Hugh laughed and offered his own “Les Miz” connection. When he auditioned for an Australian production of “Beauty and the Beast,” Hugh sang Javert’s song, “Stars,” from “Les Miz.” Cameron reacted with, “I told you that you should play Javert at one point.” “You did,” Hugh said.
Hugh shared what the “Beauty and the Beast” audition folks told him: “‘Why did you sing that song? It’s not really applicable at all to this.’ I said, ‘It was the only thing I had music to.’ They said, ‘Well, you can throw that away.’ ”
Looking at Cameron, Hugh cracked: “I don’t think you’ll ever do that one.”
Cameron volunteered that he had always thought of Hugh and Russell as his male leads for the film adaptation of “Les Miz.”
He said: “Over the years, I did often think, because I had worked with Hugh on ‘Oklahoma,’ that God, Russell and Hugh—wouldn’t they be brilliant in the roles? Initially, I thought it would be the other way around (Hugh is Javert; Russell is Jean).’ I used to have an office in Sydney because I did so many shows there. I saw Russell do ‘The Blues Brothers’ when he was starting his career. He started in musicals like ‘The Rocky Horror Picture Show’ and ‘Blood Brothers.’”

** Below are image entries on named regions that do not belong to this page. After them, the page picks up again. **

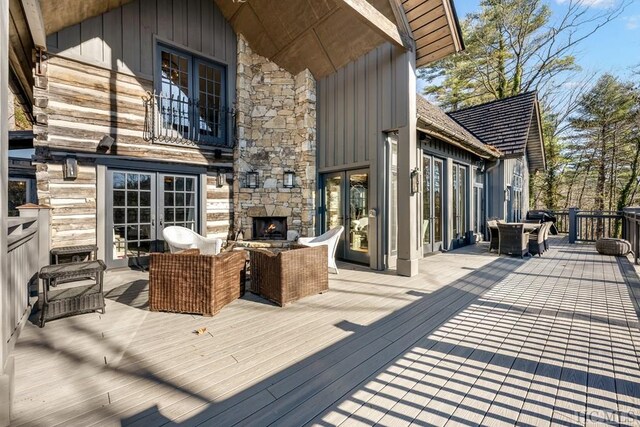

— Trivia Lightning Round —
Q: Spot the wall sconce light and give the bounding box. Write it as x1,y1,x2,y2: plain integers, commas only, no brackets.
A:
247,171,258,188
98,135,115,151
62,157,78,179
284,171,296,188
216,170,227,187
411,168,420,195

Both “Miss Saigon” and “Les Miz” still resonate with the times, according to Cameron. “It’s interesting to see how the Asian markets absolutely adore it (‘Miss Saigon’),” he said. “When I went to the opening (of the production) in Holland, I hadn’t seen it in four years. The world has caught up with ‘Miss Saigon.’ All the stuff in it—the resonance of (modern day) pirates and refugees is about Europe and people coming in from Africa. It has a completely different resonance now from when we did it. Sadly, we have so many wars in the world.”
“Nobody’s really thinking about the story of ‘Les Miserables’ in the context of the 1830 counter revolution—that it could come from today’s headlines everywhere,” Cameron continued. “It’s the same with it (‘Miss Saigon’). It’s interesting that the ‘American Dream’ number which ends badly turned out to be a premonition of what greed does to the American dream in the (economic) collapse. All of that is starkly there without (us) changing a single word so that number is very timely.”

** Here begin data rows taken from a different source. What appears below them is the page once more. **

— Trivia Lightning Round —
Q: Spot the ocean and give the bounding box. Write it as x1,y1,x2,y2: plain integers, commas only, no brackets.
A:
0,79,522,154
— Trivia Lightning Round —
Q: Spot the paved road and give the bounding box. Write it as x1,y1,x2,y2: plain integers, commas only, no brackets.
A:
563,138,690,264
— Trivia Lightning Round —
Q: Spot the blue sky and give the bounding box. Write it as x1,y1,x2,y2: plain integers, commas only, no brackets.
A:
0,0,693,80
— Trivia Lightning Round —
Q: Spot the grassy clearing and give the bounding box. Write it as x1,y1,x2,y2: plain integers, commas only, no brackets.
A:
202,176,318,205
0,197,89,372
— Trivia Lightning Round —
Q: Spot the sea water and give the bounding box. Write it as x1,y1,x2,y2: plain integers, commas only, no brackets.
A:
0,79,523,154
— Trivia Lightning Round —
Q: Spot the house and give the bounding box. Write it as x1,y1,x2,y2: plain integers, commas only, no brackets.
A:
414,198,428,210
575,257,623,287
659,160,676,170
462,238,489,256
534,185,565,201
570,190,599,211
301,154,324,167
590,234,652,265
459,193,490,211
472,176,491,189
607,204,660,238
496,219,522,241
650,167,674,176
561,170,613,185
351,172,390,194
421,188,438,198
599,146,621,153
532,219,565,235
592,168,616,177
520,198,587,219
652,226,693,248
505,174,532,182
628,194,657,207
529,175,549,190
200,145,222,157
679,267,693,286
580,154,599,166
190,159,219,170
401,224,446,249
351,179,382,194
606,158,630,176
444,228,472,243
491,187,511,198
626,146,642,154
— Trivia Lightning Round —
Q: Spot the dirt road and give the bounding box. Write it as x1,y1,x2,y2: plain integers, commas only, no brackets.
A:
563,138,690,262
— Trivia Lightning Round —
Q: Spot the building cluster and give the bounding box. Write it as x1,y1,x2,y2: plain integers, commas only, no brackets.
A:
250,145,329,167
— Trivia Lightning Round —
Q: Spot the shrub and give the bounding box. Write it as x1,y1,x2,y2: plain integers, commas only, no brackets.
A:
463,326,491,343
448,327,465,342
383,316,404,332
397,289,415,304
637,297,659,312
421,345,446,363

Cameron maintained that “Miss Saigon,” like “Les Miz,” has creative potential as a film. “It was always an incredibly powerful story,” he stressed. “It’s about the ultimate mother’s sacrifice. I’ve always felt that if there was a market for dramatic musicals, that (‘Miss Saigon’) would be made.”

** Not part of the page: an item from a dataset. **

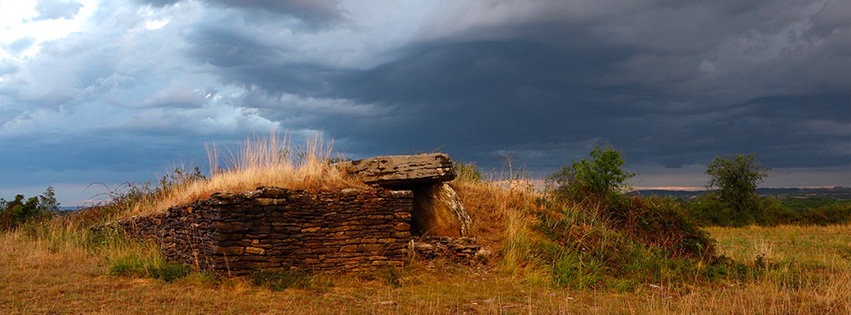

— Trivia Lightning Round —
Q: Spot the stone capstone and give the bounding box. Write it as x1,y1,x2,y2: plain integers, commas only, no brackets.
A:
341,153,455,187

Back to “Les Miz”—which Tom Hooper directs—we asked him about the new Schonberg-Boublil song, “Suddenly,” which was added to the film version. “It happens exactly the very first movement that, having promised Fantine to look after her daughter, Valjean rushed to save her and this little girl immediately trusts him. There’s a fantastic scene in the movie where they meet in the forest which is really one of the most beautiful things I’ve ever seen.”